Compte pénibilité : les interrogations des entreprises

Classé dans la catégorie : Général

Coût des cotisations, sécurité juridique face à l'obligation de résultat, articulation avec les actions déjà engagées comme les accords pénibilité… Les entreprises s'interrogent sur les conséquences et la mise en œuvre du compte personnel de prévention de la pénibilité. Et ce alors que l'on attend la décision du Conseil constitutionnel sur la loi portant réforme des retraites.

En créant le compte personnel de prévention de la pénibilité (voir notre article), le gouvernement veut inciter les entreprises à réduire au maximum l'exposition des salariés à des situations de pénibilité. Mais certaines activités resteront toujours pénibles, préviennent plusieurs dirigeants à l'occasion d'un colloque qui s'est tenu mercredi à Paris, organisé par le cabinet Technologia et l'ANDRH (association nationale des DRH). Christian Ploton, DRH France de Renault, explique ainsi que la suppression du travail de nuit ou du travail en équipes successives alternantes n'est pas possible chez le constructeur automobile pour des raisons commerciales et de compétitivité. "70 % de nos collaborateurs sont exposés à la pénibilité du fait de notre activité. Il sera difficile voire impossible de supprimer la pénibilité, nous ne pourrons agir que sur l'amélioration des conditions de travail", ajoute Vincent Desjonquères, directeur support et RH de Saverglass.

Nouvelle loi et actions déjà engagées

L'an dernier, le verrier a signé des accords pénibilité avec ses différentes unités de production en France, pour trois ans : quelle sera l'incidence de la nouvelle loi sur les actions déjà engagées ? Depuis la loi du 9 novembre 2010 (voir notre article), des actions ont été menées par les entreprises, qui ont signé des accords ou plans d'action pour prévenir la pénibilité. Jean-Christophe Sciberras, DRH du groupe Solvay et président de l'ANDRH, s'interroge sur l'articulation entre les seuils mis en place dans les entreprises et les nouveaux seuils d'exposition qui seront définis par décret. "Après la promulgation de la loi, les décrets nécessaires à son application vont devoir intervenir rapidement", souligne-t-il. "Les entreprises devront s'organiser pour se préparer au nouveau dispositif.
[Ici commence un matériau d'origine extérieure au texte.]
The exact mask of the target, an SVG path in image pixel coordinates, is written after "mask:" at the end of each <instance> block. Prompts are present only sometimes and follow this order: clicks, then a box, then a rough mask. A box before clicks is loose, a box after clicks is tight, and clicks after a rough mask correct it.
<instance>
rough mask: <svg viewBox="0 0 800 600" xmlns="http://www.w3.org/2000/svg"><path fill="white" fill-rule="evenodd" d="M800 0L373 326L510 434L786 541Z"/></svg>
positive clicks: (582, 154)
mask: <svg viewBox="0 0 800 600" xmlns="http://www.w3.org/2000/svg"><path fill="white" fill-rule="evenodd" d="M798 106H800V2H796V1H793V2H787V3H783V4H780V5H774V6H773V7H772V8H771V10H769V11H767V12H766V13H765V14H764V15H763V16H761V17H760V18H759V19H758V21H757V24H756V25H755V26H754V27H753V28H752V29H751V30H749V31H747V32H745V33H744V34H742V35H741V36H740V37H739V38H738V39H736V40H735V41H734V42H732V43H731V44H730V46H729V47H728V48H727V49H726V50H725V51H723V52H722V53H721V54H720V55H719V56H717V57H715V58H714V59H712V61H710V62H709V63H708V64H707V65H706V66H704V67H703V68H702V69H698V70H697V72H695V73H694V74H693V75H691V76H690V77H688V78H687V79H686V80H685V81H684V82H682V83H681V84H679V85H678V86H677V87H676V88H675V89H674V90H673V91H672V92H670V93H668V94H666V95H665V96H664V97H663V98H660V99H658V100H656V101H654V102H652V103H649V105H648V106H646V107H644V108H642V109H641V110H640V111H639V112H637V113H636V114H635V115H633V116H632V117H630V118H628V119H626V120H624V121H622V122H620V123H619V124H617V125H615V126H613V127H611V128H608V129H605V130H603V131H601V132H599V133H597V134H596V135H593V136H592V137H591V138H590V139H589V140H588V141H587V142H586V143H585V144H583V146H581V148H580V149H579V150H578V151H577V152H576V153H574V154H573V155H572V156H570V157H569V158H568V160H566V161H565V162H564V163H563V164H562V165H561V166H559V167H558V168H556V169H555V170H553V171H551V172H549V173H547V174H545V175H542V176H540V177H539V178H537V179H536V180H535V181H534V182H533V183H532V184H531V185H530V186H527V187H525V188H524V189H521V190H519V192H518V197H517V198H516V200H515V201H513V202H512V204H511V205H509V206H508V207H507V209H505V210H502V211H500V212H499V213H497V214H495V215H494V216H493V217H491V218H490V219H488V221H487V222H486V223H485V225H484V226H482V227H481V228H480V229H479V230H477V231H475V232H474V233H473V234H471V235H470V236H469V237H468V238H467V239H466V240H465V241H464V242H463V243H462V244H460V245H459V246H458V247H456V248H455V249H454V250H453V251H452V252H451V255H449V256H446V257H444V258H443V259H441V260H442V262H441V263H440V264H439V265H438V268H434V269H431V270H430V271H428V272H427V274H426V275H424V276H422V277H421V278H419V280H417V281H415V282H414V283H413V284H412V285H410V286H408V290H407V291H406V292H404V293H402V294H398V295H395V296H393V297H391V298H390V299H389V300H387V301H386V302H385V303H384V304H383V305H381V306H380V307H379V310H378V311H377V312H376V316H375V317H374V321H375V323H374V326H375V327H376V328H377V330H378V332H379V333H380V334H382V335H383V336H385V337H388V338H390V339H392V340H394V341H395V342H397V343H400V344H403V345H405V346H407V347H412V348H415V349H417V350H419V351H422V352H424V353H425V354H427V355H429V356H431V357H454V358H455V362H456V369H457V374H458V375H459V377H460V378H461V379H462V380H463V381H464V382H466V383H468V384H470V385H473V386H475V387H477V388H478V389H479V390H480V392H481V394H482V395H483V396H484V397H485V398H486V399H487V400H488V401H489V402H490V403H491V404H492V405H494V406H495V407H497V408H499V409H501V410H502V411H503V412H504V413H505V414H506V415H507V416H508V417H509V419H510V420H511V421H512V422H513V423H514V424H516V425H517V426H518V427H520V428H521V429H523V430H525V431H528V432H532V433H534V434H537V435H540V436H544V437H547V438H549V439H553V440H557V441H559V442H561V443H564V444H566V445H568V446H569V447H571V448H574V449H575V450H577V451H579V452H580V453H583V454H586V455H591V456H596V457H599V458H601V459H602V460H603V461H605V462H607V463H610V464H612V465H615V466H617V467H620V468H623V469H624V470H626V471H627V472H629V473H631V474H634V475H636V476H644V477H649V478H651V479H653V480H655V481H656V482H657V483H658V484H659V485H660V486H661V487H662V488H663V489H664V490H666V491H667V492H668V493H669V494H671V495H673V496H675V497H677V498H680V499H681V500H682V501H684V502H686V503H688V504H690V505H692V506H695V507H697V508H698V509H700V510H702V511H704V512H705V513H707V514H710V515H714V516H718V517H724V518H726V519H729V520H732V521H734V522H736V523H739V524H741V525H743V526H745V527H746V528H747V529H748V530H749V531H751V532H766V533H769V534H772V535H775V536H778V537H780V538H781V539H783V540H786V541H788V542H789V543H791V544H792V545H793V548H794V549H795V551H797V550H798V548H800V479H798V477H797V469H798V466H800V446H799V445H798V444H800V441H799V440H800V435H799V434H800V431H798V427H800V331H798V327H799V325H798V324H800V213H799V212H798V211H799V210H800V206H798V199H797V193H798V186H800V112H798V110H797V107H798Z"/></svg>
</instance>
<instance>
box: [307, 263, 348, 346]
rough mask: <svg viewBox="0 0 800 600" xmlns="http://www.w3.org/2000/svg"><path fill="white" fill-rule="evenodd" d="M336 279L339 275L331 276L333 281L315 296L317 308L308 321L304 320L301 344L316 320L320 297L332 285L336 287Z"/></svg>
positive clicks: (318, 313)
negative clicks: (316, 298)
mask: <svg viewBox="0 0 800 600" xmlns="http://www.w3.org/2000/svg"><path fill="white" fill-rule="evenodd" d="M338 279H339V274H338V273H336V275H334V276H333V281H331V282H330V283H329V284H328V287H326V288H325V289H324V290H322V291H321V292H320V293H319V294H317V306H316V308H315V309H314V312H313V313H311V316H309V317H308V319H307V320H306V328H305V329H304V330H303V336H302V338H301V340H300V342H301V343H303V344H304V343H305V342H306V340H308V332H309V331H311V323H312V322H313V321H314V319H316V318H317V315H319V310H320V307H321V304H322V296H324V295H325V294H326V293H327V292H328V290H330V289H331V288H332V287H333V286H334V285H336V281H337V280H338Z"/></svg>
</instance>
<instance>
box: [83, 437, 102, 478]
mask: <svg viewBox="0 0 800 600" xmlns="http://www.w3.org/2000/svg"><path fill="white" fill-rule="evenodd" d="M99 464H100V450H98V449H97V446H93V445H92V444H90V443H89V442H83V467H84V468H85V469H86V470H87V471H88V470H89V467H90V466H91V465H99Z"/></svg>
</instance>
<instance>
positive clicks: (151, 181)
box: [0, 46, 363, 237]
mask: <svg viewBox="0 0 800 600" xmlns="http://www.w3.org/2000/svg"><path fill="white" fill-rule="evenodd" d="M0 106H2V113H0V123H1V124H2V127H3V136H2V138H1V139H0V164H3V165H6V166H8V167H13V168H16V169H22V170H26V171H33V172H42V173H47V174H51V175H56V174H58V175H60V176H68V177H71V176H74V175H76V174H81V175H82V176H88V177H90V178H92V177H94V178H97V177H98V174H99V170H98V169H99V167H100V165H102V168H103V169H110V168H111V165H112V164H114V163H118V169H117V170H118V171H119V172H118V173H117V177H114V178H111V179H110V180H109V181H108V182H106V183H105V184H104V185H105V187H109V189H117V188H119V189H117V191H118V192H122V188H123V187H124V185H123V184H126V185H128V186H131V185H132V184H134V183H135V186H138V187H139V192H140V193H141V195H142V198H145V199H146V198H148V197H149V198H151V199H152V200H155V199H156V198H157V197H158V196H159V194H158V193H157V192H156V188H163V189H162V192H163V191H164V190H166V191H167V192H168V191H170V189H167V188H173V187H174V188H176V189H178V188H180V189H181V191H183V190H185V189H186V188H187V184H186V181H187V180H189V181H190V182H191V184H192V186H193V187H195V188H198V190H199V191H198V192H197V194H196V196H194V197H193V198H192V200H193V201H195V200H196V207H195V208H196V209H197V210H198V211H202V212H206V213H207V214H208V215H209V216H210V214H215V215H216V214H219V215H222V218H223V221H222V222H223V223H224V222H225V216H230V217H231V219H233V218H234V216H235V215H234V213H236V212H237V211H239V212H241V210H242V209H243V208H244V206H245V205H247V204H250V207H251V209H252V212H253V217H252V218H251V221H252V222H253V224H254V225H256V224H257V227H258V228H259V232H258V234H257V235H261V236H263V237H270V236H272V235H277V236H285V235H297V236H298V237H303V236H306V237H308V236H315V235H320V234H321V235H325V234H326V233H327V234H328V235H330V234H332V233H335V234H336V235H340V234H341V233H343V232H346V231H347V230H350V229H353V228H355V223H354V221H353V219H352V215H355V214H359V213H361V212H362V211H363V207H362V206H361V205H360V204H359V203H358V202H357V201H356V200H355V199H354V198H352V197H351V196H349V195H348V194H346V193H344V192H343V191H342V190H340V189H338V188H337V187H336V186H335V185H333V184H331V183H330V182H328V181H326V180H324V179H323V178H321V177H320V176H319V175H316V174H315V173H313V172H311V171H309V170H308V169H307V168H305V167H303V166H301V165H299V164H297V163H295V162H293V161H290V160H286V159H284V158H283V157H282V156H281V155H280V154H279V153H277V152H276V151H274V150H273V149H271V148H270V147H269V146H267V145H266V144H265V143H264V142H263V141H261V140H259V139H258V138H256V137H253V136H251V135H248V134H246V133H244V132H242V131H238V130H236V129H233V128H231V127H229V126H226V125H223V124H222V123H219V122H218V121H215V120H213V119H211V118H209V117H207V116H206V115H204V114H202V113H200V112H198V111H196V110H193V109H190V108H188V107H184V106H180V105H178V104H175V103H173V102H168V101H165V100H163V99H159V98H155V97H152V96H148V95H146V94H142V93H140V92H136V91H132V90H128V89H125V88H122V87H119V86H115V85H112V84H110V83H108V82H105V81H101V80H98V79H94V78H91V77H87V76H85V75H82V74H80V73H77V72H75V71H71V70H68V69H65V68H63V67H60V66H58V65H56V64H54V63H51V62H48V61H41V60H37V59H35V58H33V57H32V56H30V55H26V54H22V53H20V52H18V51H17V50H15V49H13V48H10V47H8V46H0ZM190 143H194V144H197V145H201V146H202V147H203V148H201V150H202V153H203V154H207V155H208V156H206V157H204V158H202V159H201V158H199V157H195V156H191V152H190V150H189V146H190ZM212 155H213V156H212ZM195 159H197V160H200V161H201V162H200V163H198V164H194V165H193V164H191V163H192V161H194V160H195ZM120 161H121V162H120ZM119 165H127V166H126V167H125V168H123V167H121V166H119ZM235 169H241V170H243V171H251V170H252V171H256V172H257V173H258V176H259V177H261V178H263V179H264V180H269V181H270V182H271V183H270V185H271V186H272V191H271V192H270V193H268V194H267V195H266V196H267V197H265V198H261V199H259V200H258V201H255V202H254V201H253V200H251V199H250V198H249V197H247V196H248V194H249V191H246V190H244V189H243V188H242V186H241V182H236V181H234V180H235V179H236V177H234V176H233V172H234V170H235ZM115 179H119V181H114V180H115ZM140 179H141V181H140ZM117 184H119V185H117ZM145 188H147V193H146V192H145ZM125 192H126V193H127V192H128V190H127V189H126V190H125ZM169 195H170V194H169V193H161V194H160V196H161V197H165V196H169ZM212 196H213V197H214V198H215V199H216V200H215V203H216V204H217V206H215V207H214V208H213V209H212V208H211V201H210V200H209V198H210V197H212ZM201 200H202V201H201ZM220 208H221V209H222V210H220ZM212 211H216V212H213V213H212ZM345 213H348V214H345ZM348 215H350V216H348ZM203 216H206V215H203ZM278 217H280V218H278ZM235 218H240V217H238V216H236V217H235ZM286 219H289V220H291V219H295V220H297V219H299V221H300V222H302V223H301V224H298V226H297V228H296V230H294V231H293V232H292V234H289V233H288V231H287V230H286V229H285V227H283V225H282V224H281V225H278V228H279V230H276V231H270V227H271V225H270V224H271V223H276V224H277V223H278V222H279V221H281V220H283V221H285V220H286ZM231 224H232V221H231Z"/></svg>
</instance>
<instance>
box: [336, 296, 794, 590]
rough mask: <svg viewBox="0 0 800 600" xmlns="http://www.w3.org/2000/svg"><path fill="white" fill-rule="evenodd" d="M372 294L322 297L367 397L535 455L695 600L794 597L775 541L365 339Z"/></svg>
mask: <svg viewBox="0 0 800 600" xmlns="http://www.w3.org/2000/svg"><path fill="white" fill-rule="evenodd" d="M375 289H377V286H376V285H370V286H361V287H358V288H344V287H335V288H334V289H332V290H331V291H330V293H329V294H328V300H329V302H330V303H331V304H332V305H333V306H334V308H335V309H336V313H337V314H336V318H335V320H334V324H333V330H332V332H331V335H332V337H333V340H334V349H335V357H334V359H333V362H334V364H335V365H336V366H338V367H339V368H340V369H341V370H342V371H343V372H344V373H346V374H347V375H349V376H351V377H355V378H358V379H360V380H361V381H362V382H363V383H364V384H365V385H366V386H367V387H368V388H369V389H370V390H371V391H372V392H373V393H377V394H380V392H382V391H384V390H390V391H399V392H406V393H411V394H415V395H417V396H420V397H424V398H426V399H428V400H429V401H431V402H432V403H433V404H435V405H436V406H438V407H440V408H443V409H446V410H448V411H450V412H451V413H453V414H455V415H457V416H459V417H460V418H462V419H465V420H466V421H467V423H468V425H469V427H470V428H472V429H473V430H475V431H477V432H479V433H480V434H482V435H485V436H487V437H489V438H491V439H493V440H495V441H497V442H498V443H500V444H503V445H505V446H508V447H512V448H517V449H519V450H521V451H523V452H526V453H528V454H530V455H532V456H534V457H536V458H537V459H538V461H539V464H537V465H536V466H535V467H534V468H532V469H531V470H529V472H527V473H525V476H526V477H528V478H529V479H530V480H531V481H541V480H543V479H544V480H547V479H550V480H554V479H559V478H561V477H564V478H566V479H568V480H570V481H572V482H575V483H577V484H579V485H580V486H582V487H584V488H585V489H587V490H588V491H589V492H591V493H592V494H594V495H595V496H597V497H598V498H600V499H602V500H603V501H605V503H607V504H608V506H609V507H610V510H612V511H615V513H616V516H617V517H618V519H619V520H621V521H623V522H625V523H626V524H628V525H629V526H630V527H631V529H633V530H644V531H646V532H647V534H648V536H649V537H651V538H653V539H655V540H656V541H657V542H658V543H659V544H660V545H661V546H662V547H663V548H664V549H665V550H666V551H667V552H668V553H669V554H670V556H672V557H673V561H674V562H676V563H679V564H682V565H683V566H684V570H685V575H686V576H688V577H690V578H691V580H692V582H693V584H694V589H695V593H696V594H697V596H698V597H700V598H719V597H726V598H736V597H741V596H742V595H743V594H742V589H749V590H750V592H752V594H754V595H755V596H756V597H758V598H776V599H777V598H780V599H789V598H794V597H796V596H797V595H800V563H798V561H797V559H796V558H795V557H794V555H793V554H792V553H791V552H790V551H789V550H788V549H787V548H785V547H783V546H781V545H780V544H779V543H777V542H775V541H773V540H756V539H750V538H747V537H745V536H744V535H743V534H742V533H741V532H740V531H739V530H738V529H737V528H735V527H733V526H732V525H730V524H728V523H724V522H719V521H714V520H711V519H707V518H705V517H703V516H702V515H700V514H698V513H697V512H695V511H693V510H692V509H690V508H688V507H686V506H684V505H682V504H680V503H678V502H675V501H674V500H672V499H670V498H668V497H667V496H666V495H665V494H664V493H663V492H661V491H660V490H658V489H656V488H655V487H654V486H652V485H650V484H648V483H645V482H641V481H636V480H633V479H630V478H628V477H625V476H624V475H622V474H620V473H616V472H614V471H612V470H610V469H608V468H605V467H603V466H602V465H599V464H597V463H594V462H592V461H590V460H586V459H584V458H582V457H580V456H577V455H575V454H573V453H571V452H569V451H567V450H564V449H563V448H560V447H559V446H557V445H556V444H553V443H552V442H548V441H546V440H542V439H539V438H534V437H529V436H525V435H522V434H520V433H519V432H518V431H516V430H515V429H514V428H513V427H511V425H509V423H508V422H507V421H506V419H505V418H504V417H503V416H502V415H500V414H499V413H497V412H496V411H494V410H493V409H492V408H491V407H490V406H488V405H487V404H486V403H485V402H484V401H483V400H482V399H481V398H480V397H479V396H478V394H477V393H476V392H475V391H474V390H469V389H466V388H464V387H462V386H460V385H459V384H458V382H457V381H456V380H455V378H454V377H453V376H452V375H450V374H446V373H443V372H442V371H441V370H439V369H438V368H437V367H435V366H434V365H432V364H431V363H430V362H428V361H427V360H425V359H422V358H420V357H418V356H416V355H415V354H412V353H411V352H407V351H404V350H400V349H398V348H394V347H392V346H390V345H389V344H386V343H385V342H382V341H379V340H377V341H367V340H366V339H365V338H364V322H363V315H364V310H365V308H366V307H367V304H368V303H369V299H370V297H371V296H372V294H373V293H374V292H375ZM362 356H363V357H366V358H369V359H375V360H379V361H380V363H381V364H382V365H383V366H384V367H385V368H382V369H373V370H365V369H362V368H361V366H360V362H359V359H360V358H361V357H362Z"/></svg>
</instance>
Si elles doivent développer ou modifier un logiciel, six mois au moins seront nécessaires". Faroudja Kicher, directrice du développement social de Sita France, spécialisée dans la gestion globale des déchets, se demande notamment comment seront calculés les points pour les salariés polyvalents ; la loi ne les mentionne pas.

Où en est la loi ?

À partir du 1er janvier 2015, selon la loi portant réforme des retraites, tous les salariés affectés par un ou plusieurs des dix facteurs de pénibilité bénéficieront d'un compte personnel de prévention de la pénibilité.

Rappelons que la loi adoptée par l'Assemblée le 18 décembre n'a pas encore été promulguée, car elle fait l'objet d'un recours devant le Conseil constitutionnel.

Quel impact financier pour les entreprises ?

"Il est impossible aujourd'hui de mesurer l'impact financier réel des cotisations pour les entreprises", déplore Christian Ploton. "Pour Renault, compte tenu de notre effectif, il pourrait être de 5 à 10 milliards par an". Le compte pénibilité sera en effet financé par une cotisation payée par toutes les entreprises, et une autre, additionnelle, payée par les entreprises qui ont au moins un salarié exposé à la pénibilité. Jean-Christophe Sciberras estime que les prévisions de coût sont pour l'instant très incertaines. "Ces cotisations devraient rapporter 2 milliards d'euros à terme, mais le dispositif va monter en charge progressivement, il serait donc logique qu'il en soit de même pour les cotisations des entreprises", analyse-t-il.

Sécurité juridique

Les entreprises sont aussi préoccupées par les conséquences juridiques du compte pénibilité. Christian Ploton juge que "les salariés ou les organisations syndicales auront toute faculté pour reprocher à l'entreprise de soumettre ses salariés à la pénibilité alors qu'elle a une obligation de sécurité de résultat".

 

 

Auteur : Par Eleonore Barriot, actuEL-HSE.